Le nouveau capteur est un peu plus grand et produit trois fois 15 millions de pixels. Les temps d’écriture de chaque fichier pulvérisent des records de lenteur, parfois près de 15 seconde en utilisation normale et malgré l’utilisation de cartes à grande vitesse.
Comme leurs prédécesseurs, les DP1m sont de très grands angles (pas de zoom), 19mm (34mm en full frame) et ouvrant à 2,8, ils sortiront d’ici peu. Les DP2m, dors et déjà commercialisés, sont eux de simples grand angles de 30mm (48mm full frame) et ouvrant à 2,8. Le SD1 est quand à lui un appareil classique à miroir et objectifs interchangeables, volumineux.
Si l’optique du DP2m est plébiscitée pour sa précision, les optiques sur SD1 révèlent toutes la faiblesse des objectifs de la marque tant le capteur est précis.
Acheter un DP2m a commencé à me démanger très sérieusement. Pouvoir retrouver en 15mpix cette précision que j’aime dans les appareils de 5mpix est un rêve qui a hanté plus d’un depuis des années. Après mûre réflexion, je me suis résolu à ne pas le faire. Et j’ai commencé à regarder du côté des optiques : il viendra bien un moment où le SD1m d’occasion deviendra abordable, ai-je pensé, et en attendant, mon SD15 est devenu un appareil parfait.
Certes, il bruite à 800 ISO, mais il bruite vraiment proprement. Et je ne comprends pas bien l’injustice journalistique à ce sujet. On dit ainsi que les 4/3 bruitent peu, mais c’est oublier la dose de filtres anti-bruit qui permettent ce résultat. Rien de cela dans mon Sigma. Il bruite, mais l’application d’une dose raisonnable en post-traitement donne un résultat bien plus convaincant, avec un grain qui se rapproche des films argentiques.

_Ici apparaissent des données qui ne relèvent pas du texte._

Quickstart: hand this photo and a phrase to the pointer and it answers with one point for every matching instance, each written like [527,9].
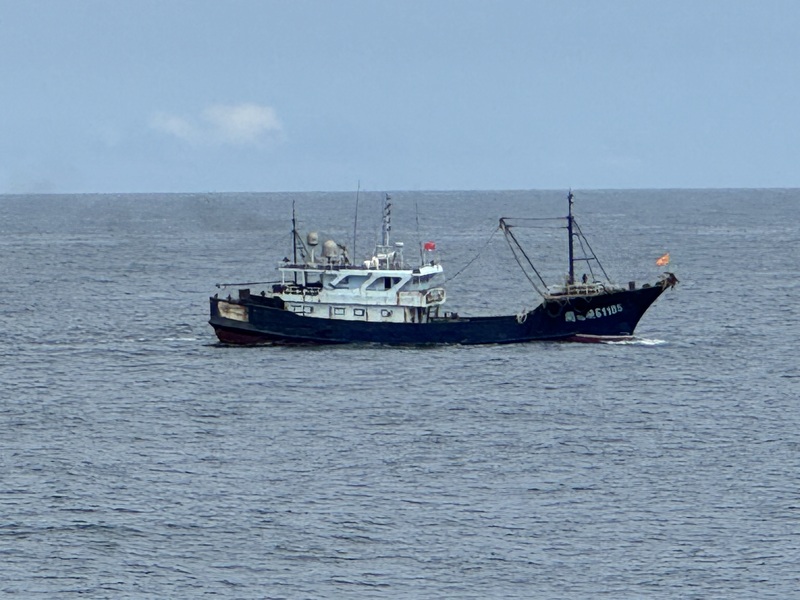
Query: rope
[465,267]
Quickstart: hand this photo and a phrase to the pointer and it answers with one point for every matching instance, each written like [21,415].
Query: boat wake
[636,342]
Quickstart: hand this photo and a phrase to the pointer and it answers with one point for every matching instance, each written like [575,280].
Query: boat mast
[571,277]
[386,227]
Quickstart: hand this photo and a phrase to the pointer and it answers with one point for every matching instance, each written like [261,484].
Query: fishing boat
[323,297]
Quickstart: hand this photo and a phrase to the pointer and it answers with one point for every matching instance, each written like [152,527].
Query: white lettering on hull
[571,316]
[234,312]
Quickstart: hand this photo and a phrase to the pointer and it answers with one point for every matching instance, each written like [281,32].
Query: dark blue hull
[612,314]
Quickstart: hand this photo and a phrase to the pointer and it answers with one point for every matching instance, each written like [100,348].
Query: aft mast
[571,278]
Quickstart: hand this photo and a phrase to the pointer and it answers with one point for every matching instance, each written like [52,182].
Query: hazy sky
[293,95]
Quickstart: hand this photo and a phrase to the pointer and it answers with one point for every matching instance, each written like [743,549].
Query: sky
[117,96]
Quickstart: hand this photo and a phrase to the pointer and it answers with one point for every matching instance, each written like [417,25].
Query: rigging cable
[464,268]
[509,237]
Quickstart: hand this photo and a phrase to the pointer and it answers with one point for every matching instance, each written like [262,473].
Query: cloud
[238,124]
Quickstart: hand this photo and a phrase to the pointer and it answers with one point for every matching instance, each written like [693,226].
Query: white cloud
[237,124]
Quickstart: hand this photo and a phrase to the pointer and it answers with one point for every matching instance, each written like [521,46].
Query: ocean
[140,459]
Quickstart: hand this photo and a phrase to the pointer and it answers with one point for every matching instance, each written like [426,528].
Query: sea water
[140,459]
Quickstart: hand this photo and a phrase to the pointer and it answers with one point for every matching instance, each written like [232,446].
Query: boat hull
[613,314]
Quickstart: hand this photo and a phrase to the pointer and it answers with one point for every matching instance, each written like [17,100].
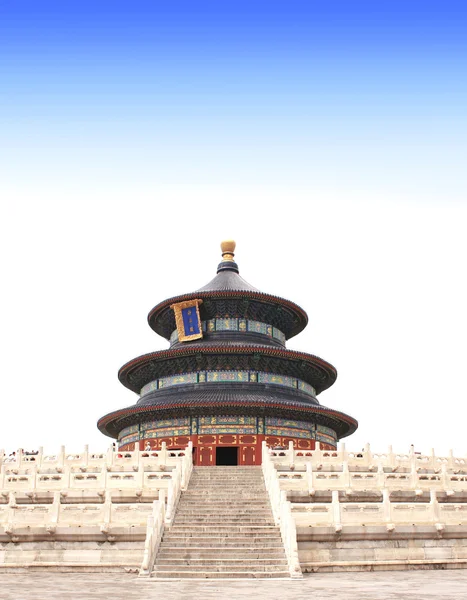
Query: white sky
[381,275]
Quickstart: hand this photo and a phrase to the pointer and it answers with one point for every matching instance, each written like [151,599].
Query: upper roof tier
[229,295]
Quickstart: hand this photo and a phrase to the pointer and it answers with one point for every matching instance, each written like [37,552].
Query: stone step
[224,575]
[172,564]
[193,529]
[212,503]
[209,542]
[216,516]
[226,510]
[221,520]
[179,569]
[232,484]
[203,553]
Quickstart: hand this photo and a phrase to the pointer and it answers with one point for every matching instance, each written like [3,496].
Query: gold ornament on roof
[228,249]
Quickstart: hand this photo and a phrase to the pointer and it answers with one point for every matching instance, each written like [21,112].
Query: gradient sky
[329,136]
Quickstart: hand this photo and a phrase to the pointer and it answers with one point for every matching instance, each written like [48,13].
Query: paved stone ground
[382,585]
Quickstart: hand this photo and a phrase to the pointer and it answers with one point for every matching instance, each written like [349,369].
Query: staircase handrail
[282,513]
[154,533]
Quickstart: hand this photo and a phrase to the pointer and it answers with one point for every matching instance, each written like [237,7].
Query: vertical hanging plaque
[188,320]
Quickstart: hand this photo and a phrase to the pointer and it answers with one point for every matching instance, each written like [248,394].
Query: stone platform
[414,585]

Certes, il ne dispose pas de live view (tout se fait dans le viseur, à l’ancienne), certes, pour obtenir une belle photo il faut y passer beaucoup de temps en post traitement (tiens, exactement comme avec de l’argentique, et comme si avec un Nikon il ne fallait pas y passer du temps non plus)…
Ça me fait penser, je suis vraiment désolé d’être si en retard des fois à poster mes albums photo, et quand je le fais, ne pas recadrer ni vous offrir le meilleurs du FOVEON, mais pour tout dire, c’est vrai que le post traitement est très long. Pas qu’il soit difficile, il y a juste qu’il y a tellement d’information dans le fichier que le type de transformation, tant dans les couleurs, les teintes, les ombres et la lumière sont beaucoup plus étendues. Et puis, pour faire tout ça bien, il faut faire un premier post traitement du fichier RAW dans le logiciel Sigma Photo Pro, exporter en TIFF et finir dans Photoshop ou Sylkpix. Il m’arrive de le faire, pour moi, mais jamais je ne pourrais vous livrer ces dizaines de photos à la fois (mes 9000 et quelques photos sur Flickr).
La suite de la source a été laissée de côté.